Here's my rollup and take on the situation.
- Microsoft are serious about open source and cross platform.
- .NET Core 5 is the modern, componentized framework that ships via NuGet. That means you can ship a private version of the .NET Core Framework with your app. Other apps' versions can't change your app's behavior.
- They are building a .NET Core CLR for Windows, Mac and Linux and it will be both open source and it will be supported by Microsoft. It'll all happen at https://github.com/dotnet.
- They are open sourcing the RyuJit and the .NET GC and making them both cross-platform.
- ASP.NET 5 will work everywhere.
- ASP.NET 5 will be available for Windows, Mac, and Linux. Mac and Linux support will come soon and it's all going to happen in the open on GitHub at https://github.com/aspnet.
- ASP.NET 5 will include a web server for Mac and Linux called kestrel built on libuv. It's similar to the one that comes with node, and you could front it with Nginx for production, for example.

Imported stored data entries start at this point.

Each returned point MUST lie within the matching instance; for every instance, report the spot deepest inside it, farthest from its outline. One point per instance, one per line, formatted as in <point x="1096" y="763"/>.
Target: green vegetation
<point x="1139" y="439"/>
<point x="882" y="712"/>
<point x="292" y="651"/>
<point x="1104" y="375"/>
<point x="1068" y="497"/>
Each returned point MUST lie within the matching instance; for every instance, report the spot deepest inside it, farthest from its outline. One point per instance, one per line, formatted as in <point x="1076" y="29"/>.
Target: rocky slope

- Developers should have a great experience.
- There is a new FREE SKU for Visual Studio for open source developers and students called Visual Studio Community. It supports extensions and lots more all in one download. This is not Express. This is basically Pro.

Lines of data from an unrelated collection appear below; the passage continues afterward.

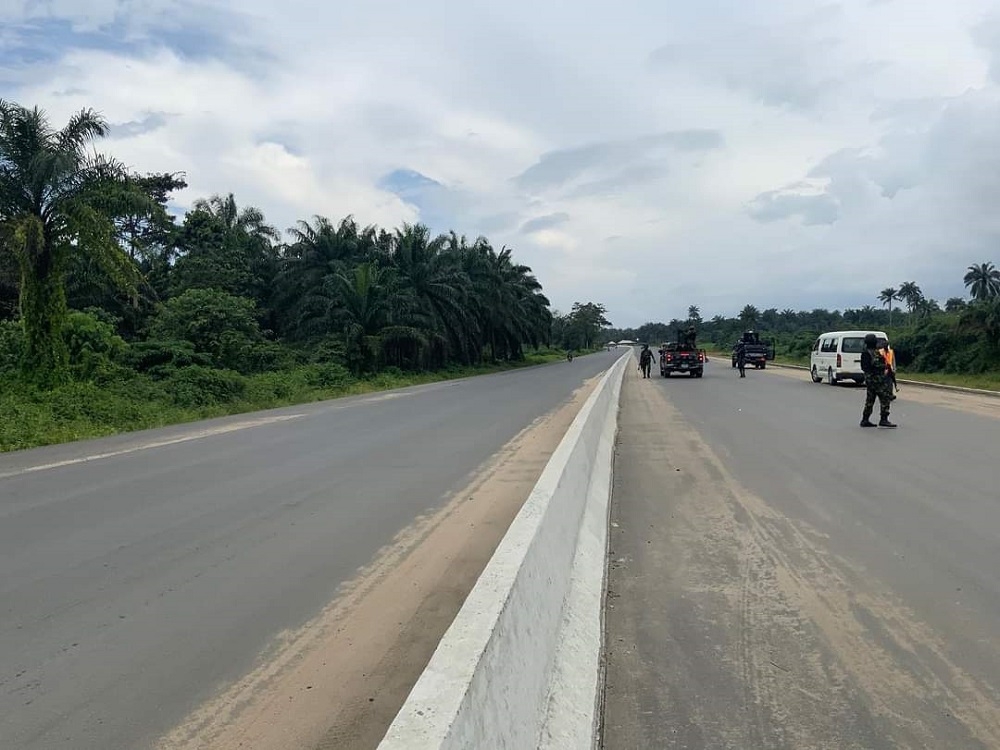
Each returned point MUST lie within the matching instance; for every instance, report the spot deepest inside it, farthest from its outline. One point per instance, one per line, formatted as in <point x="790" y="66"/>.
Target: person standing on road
<point x="877" y="383"/>
<point x="890" y="360"/>
<point x="645" y="360"/>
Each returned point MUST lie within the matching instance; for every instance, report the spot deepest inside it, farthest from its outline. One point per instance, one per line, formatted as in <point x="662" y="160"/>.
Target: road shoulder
<point x="729" y="626"/>
<point x="339" y="681"/>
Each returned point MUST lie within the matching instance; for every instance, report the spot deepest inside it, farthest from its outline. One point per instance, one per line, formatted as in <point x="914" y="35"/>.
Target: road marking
<point x="246" y="424"/>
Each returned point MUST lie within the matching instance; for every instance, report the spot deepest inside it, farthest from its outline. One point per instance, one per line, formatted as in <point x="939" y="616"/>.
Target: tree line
<point x="960" y="336"/>
<point x="97" y="274"/>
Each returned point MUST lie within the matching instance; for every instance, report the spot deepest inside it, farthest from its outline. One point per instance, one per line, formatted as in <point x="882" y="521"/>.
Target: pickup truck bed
<point x="691" y="361"/>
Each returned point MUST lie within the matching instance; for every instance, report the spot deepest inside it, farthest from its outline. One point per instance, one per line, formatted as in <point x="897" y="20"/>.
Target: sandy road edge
<point x="338" y="681"/>
<point x="987" y="406"/>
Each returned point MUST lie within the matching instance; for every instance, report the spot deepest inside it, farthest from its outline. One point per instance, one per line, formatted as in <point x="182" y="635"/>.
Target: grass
<point x="31" y="418"/>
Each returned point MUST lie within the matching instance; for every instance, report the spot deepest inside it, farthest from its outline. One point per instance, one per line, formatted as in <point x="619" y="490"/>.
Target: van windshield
<point x="853" y="345"/>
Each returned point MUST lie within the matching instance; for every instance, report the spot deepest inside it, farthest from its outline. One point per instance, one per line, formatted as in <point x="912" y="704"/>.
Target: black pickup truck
<point x="757" y="352"/>
<point x="682" y="357"/>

- Visual Studio 2015 and ASP.NET 5 will support gulp, grunt, bower and npm for front end developers.
- A community team (including myself and Sayed from the ASP.NET and web tools team have created theOmniSharp organization along with the Kulture build system as a way to bring real Intellisense to Sublime, Atom, Brackets, Vim, and Emacs on Windows, Linux, and Mac. Check out http://www.omnisharp.net as well as blog posts by team members Jonathan Channon
- Even more open source.
- Much of the .NET Core Framework 4.6 and its Reference Source source is going on GitHub. It's being relicensed under the MIT license, so Mono (and you!) can use that source code in their .NET implementations.
- There's a new hub for Microsoft open source that is hosted GitHub at http://microsoft.github.io.
Open sourcing .NET makes good sense. It makes good business sense, good community sense, and today everyone at Microsoft see this like we do.